Glückliches verheiratetes Paar und zwei ihrer bezaubernden blonden Babys - so sieht ein typisches Instagram-Foto von Amber Fillerap Clark aus. Amber ist die Autorin des Barefoot Blonde-Blogs, in dem sie über ihr Leben spricht und Tipps zu Stil und persönlicher Fürsorge gibt. Instagram Ember - die Fortsetzung des Blogs, das Konto hat mehr als eine Million Abonnenten. Amber macht ein kompliziertes Styling und ist immer perfekt geschminkt, ihre Kinder - ein Junge und ein Mädchen - auf den Bildern lachen glücklich oder schlafen ruhig; Zusammen mit ihrem Ehemann David reisen sie viel und nehmen immer Kinder mit - es scheint, dass eine ideale Familie unserer Ansicht nach so aussieht.

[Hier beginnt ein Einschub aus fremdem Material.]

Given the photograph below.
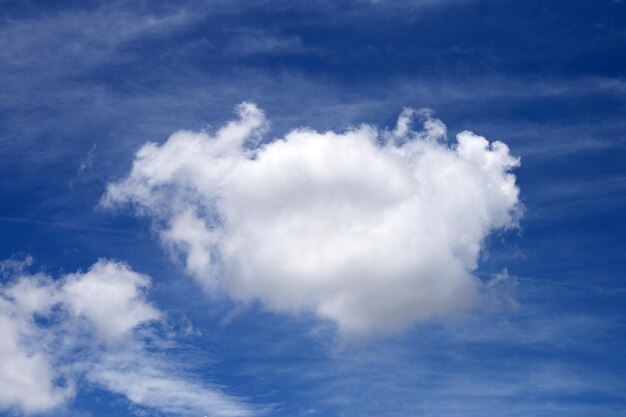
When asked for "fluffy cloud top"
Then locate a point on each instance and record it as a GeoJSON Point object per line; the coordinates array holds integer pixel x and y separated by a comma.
{"type": "Point", "coordinates": [55, 331]}
{"type": "Point", "coordinates": [374, 229]}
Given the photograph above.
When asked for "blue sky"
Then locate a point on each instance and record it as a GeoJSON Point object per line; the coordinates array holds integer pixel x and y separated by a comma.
{"type": "Point", "coordinates": [119, 305]}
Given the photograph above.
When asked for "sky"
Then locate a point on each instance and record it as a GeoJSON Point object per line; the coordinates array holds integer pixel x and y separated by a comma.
{"type": "Point", "coordinates": [313, 208]}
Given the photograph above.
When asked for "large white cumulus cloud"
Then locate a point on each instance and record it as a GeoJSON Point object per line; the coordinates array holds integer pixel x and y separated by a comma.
{"type": "Point", "coordinates": [374, 229]}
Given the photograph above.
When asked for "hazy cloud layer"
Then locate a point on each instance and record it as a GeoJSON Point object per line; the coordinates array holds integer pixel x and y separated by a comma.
{"type": "Point", "coordinates": [87, 324]}
{"type": "Point", "coordinates": [374, 229]}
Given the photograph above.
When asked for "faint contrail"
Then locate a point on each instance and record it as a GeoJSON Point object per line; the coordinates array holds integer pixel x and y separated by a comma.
{"type": "Point", "coordinates": [65, 225]}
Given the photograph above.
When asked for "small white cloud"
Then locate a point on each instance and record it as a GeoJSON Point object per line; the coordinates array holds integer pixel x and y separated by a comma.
{"type": "Point", "coordinates": [110, 295]}
{"type": "Point", "coordinates": [110, 299]}
{"type": "Point", "coordinates": [372, 229]}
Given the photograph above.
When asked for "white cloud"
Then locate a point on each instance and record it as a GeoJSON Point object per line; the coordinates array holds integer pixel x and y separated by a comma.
{"type": "Point", "coordinates": [149, 381]}
{"type": "Point", "coordinates": [107, 303]}
{"type": "Point", "coordinates": [110, 296]}
{"type": "Point", "coordinates": [372, 229]}
{"type": "Point", "coordinates": [26, 377]}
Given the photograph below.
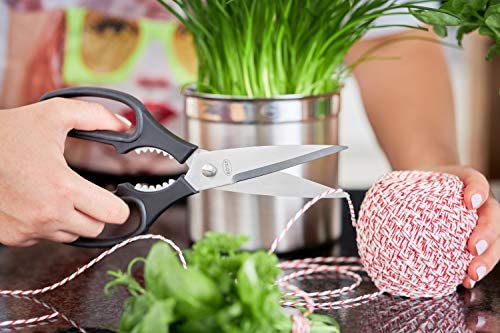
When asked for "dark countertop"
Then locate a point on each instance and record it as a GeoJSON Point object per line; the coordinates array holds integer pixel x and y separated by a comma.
{"type": "Point", "coordinates": [83, 301]}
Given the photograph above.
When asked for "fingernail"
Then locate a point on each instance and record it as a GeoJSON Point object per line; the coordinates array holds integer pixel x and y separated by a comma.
{"type": "Point", "coordinates": [476, 200]}
{"type": "Point", "coordinates": [480, 322]}
{"type": "Point", "coordinates": [481, 247]}
{"type": "Point", "coordinates": [124, 120]}
{"type": "Point", "coordinates": [472, 284]}
{"type": "Point", "coordinates": [481, 272]}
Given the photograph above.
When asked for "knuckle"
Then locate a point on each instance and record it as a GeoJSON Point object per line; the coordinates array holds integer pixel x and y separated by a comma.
{"type": "Point", "coordinates": [96, 230]}
{"type": "Point", "coordinates": [46, 213]}
{"type": "Point", "coordinates": [118, 213]}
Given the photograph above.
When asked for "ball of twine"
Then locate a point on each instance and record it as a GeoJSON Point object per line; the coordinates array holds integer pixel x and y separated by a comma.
{"type": "Point", "coordinates": [412, 233]}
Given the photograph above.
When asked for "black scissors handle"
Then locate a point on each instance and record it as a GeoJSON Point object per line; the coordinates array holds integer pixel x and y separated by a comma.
{"type": "Point", "coordinates": [148, 132]}
{"type": "Point", "coordinates": [150, 205]}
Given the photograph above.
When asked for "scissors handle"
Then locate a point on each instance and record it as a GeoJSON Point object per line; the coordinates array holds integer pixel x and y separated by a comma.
{"type": "Point", "coordinates": [150, 205]}
{"type": "Point", "coordinates": [148, 132]}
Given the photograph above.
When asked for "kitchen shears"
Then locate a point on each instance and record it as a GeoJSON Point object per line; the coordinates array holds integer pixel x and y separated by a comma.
{"type": "Point", "coordinates": [253, 170]}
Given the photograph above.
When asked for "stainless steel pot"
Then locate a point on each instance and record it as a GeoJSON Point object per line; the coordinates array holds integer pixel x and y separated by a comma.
{"type": "Point", "coordinates": [217, 122]}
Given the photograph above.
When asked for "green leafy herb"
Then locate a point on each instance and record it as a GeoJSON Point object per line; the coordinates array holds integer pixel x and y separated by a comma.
{"type": "Point", "coordinates": [223, 290]}
{"type": "Point", "coordinates": [468, 16]}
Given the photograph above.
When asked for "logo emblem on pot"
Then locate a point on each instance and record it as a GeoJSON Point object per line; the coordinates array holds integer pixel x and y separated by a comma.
{"type": "Point", "coordinates": [226, 167]}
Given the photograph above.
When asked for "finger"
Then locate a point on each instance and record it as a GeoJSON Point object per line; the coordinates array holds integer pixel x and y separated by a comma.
{"type": "Point", "coordinates": [83, 225]}
{"type": "Point", "coordinates": [477, 188]}
{"type": "Point", "coordinates": [472, 297]}
{"type": "Point", "coordinates": [99, 204]}
{"type": "Point", "coordinates": [468, 282]}
{"type": "Point", "coordinates": [487, 230]}
{"type": "Point", "coordinates": [482, 265]}
{"type": "Point", "coordinates": [88, 116]}
{"type": "Point", "coordinates": [61, 237]}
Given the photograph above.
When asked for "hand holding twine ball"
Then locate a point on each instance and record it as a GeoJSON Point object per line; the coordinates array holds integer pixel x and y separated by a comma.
{"type": "Point", "coordinates": [412, 233]}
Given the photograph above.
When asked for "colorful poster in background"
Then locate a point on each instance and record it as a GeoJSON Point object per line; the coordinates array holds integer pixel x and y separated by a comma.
{"type": "Point", "coordinates": [131, 45]}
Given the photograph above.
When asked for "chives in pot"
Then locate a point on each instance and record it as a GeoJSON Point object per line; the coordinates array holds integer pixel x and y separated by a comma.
{"type": "Point", "coordinates": [270, 72]}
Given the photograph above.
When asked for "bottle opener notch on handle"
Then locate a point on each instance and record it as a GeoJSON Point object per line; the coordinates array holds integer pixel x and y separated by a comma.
{"type": "Point", "coordinates": [148, 132]}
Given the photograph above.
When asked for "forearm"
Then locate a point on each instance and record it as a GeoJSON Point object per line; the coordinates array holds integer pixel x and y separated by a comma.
{"type": "Point", "coordinates": [409, 102]}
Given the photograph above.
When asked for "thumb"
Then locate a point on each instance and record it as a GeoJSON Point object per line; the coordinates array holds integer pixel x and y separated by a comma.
{"type": "Point", "coordinates": [88, 116]}
{"type": "Point", "coordinates": [477, 188]}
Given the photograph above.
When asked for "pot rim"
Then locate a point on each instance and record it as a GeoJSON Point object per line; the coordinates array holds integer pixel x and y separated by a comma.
{"type": "Point", "coordinates": [189, 91]}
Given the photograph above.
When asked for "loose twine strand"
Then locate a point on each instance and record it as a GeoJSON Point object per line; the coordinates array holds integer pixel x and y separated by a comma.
{"type": "Point", "coordinates": [294, 297]}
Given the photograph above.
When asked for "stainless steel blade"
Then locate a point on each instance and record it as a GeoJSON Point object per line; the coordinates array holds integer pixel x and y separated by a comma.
{"type": "Point", "coordinates": [210, 169]}
{"type": "Point", "coordinates": [281, 184]}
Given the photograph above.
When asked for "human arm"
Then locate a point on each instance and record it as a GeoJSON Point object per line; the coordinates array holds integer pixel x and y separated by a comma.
{"type": "Point", "coordinates": [40, 196]}
{"type": "Point", "coordinates": [410, 107]}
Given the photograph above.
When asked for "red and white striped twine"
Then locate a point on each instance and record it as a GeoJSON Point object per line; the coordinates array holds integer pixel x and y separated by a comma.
{"type": "Point", "coordinates": [294, 297]}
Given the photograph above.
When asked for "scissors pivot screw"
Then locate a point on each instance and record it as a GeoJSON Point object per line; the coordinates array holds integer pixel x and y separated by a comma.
{"type": "Point", "coordinates": [208, 170]}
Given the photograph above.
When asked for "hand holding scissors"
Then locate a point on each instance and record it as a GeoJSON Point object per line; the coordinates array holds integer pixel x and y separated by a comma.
{"type": "Point", "coordinates": [254, 170]}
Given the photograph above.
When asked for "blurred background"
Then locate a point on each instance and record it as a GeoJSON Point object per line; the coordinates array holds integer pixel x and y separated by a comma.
{"type": "Point", "coordinates": [476, 89]}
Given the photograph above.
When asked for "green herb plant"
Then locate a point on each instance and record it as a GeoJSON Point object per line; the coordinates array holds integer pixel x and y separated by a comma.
{"type": "Point", "coordinates": [467, 16]}
{"type": "Point", "coordinates": [223, 290]}
{"type": "Point", "coordinates": [263, 48]}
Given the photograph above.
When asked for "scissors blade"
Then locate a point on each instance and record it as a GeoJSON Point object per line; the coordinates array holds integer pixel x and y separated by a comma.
{"type": "Point", "coordinates": [230, 166]}
{"type": "Point", "coordinates": [282, 184]}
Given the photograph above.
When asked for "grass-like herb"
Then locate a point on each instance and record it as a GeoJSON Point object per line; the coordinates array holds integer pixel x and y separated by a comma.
{"type": "Point", "coordinates": [264, 48]}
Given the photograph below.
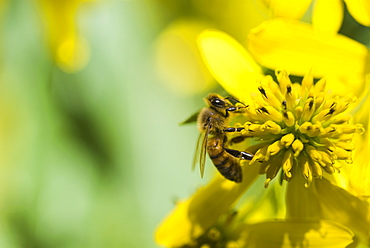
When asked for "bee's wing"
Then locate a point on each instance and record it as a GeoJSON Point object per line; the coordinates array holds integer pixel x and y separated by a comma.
{"type": "Point", "coordinates": [201, 151]}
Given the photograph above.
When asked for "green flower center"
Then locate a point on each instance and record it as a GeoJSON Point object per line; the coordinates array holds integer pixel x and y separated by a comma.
{"type": "Point", "coordinates": [299, 124]}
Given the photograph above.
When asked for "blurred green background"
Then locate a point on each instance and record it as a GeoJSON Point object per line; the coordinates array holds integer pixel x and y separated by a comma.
{"type": "Point", "coordinates": [92, 155]}
{"type": "Point", "coordinates": [91, 150]}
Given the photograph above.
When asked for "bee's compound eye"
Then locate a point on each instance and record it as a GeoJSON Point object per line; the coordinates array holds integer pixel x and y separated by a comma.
{"type": "Point", "coordinates": [217, 102]}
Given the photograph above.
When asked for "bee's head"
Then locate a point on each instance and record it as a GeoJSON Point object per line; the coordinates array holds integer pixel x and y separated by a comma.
{"type": "Point", "coordinates": [216, 101]}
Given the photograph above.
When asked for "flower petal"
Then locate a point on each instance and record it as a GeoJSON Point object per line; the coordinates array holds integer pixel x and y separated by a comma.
{"type": "Point", "coordinates": [231, 65]}
{"type": "Point", "coordinates": [292, 9]}
{"type": "Point", "coordinates": [327, 16]}
{"type": "Point", "coordinates": [360, 10]}
{"type": "Point", "coordinates": [192, 217]}
{"type": "Point", "coordinates": [296, 47]}
{"type": "Point", "coordinates": [70, 50]}
{"type": "Point", "coordinates": [339, 205]}
{"type": "Point", "coordinates": [177, 53]}
{"type": "Point", "coordinates": [289, 234]}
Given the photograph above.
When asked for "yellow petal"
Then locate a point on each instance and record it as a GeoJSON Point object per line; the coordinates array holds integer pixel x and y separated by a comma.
{"type": "Point", "coordinates": [291, 234]}
{"type": "Point", "coordinates": [192, 217]}
{"type": "Point", "coordinates": [70, 51]}
{"type": "Point", "coordinates": [301, 200]}
{"type": "Point", "coordinates": [293, 9]}
{"type": "Point", "coordinates": [296, 47]}
{"type": "Point", "coordinates": [360, 11]}
{"type": "Point", "coordinates": [328, 16]}
{"type": "Point", "coordinates": [231, 65]}
{"type": "Point", "coordinates": [178, 61]}
{"type": "Point", "coordinates": [340, 206]}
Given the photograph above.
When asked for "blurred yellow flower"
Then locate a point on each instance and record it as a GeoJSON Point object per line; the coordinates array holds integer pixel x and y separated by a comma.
{"type": "Point", "coordinates": [280, 43]}
{"type": "Point", "coordinates": [69, 49]}
{"type": "Point", "coordinates": [327, 15]}
{"type": "Point", "coordinates": [301, 128]}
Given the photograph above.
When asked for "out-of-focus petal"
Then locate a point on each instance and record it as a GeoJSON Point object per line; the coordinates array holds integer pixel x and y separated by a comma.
{"type": "Point", "coordinates": [291, 234]}
{"type": "Point", "coordinates": [70, 51]}
{"type": "Point", "coordinates": [301, 202]}
{"type": "Point", "coordinates": [296, 47]}
{"type": "Point", "coordinates": [293, 9]}
{"type": "Point", "coordinates": [340, 206]}
{"type": "Point", "coordinates": [327, 16]}
{"type": "Point", "coordinates": [178, 61]}
{"type": "Point", "coordinates": [232, 66]}
{"type": "Point", "coordinates": [194, 216]}
{"type": "Point", "coordinates": [360, 11]}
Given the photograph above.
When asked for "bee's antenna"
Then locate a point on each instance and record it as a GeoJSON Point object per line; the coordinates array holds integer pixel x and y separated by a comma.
{"type": "Point", "coordinates": [233, 100]}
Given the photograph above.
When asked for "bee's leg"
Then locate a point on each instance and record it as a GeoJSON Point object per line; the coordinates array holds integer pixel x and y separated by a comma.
{"type": "Point", "coordinates": [236, 140]}
{"type": "Point", "coordinates": [233, 129]}
{"type": "Point", "coordinates": [239, 154]}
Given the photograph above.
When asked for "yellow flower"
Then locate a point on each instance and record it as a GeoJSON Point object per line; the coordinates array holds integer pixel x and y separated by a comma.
{"type": "Point", "coordinates": [300, 128]}
{"type": "Point", "coordinates": [281, 43]}
{"type": "Point", "coordinates": [69, 49]}
{"type": "Point", "coordinates": [193, 217]}
{"type": "Point", "coordinates": [327, 15]}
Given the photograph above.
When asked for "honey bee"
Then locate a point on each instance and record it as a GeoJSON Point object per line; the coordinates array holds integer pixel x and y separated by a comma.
{"type": "Point", "coordinates": [212, 124]}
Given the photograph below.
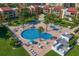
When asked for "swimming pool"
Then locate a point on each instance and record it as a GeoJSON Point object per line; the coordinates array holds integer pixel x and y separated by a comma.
{"type": "Point", "coordinates": [32, 34]}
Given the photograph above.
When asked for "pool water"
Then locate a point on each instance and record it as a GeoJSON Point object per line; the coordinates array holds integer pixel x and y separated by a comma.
{"type": "Point", "coordinates": [32, 34]}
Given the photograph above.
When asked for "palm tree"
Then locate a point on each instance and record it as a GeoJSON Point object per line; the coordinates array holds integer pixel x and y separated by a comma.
{"type": "Point", "coordinates": [46, 21]}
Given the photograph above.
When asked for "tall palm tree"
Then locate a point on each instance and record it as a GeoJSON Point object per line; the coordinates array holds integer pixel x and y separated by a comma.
{"type": "Point", "coordinates": [46, 21]}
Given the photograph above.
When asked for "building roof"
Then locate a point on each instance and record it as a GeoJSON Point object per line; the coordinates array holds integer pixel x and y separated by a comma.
{"type": "Point", "coordinates": [72, 10]}
{"type": "Point", "coordinates": [58, 8]}
{"type": "Point", "coordinates": [62, 41]}
{"type": "Point", "coordinates": [68, 35]}
{"type": "Point", "coordinates": [46, 7]}
{"type": "Point", "coordinates": [6, 9]}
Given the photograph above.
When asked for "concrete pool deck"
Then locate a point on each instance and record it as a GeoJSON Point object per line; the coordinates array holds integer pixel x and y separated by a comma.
{"type": "Point", "coordinates": [46, 47]}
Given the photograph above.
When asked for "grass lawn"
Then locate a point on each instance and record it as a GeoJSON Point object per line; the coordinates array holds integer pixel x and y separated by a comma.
{"type": "Point", "coordinates": [6, 49]}
{"type": "Point", "coordinates": [74, 51]}
{"type": "Point", "coordinates": [52, 53]}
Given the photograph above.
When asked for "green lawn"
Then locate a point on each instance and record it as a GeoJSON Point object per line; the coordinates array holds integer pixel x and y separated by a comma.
{"type": "Point", "coordinates": [51, 53]}
{"type": "Point", "coordinates": [74, 51]}
{"type": "Point", "coordinates": [6, 49]}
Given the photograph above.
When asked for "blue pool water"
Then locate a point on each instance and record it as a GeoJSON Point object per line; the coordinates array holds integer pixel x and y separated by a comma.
{"type": "Point", "coordinates": [32, 34]}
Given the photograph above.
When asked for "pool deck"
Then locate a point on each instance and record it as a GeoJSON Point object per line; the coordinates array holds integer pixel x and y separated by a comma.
{"type": "Point", "coordinates": [46, 47]}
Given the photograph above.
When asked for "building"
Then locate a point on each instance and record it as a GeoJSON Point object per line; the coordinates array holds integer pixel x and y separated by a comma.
{"type": "Point", "coordinates": [61, 45]}
{"type": "Point", "coordinates": [7, 13]}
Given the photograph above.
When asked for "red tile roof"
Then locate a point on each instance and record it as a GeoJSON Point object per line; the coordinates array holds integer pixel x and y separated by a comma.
{"type": "Point", "coordinates": [6, 9]}
{"type": "Point", "coordinates": [58, 8]}
{"type": "Point", "coordinates": [46, 7]}
{"type": "Point", "coordinates": [72, 10]}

Wir sprechen zunehmend über die Bekämpfung von Schönheitsstandards und traditionellen Geschlechterrollen, und monogame heterosexuelle Beziehungen sind längst nicht mehr die einzige Option der Norm. Aber wenn es um das Ideal geht, scheint sich seit Mitte des letzten Jahrhunderts nichts geändert zu haben. In den Medien, in der Werbung und in sozialen Netzwerken sehen wir dasselbe Bild der Kernfamilie: ein konventionell schönes Paar von Eltern mit einem nordischen Erscheinungsbild und ihren gebildeten und lächelnden Kindern.

Ein kurzer Blick auf bekannte Blogger-Mütter mit Hunderttausenden Abonnenten bestätigt diese Idee nur: Die Beliebtheit kommt hauptsächlich bei Menschen mit dem gleichen Erscheinungsbild und dem gleichen Lebensstil - von Angie Kaiser, der Mutter des kleinen Meyhem (dies ist ein Pseudonym des Mädchens), die in 4 Jahren aufkam Kapselsammlung für J.Crew und die ständig reisende Familie von Courtney Adamo für die Mutter von zwei Töchtern Ilana Wiles und den Mitbegründer des Mother Magazine James Kissinsky-McCoy, der vier Kinder hat.

Die gleiche Situation gibt es bei YouTube-Bloggern, die über das Leben ihrer Familie berichten: Die Millionenkonten von SHAYTARDS, SACCONEJOLYs und Eh Bee Family gehören zu sehr ähnlichen Familien. Zwar gibt es natürlich Ausnahmen - zum Beispiel den kalifornischen Blogger Joy Cho, den Schöpfer der Lifestyle-Marke Oh Joy!, Die einen Blog, eine Facebook-Seite und einen YouTube-Kanal mit Video-Tutorials umfasst. Joys Instagram hat nur 300.000 Abonnenten, aber es gelang ihr, auf Pinterest unglaublichen Erfolg zu erzielen: fast 13 Millionen Menschen abonnierten sie. Oder Schönheits-Bloggerin Judy, deren YouTube-Kanal über eine Million Abonnenten hat: ein Video, aus dem hervorgeht, dass ihre Geburt über zwei Jahre hinweg mehr als 18 Millionen Menschen gesehen hat.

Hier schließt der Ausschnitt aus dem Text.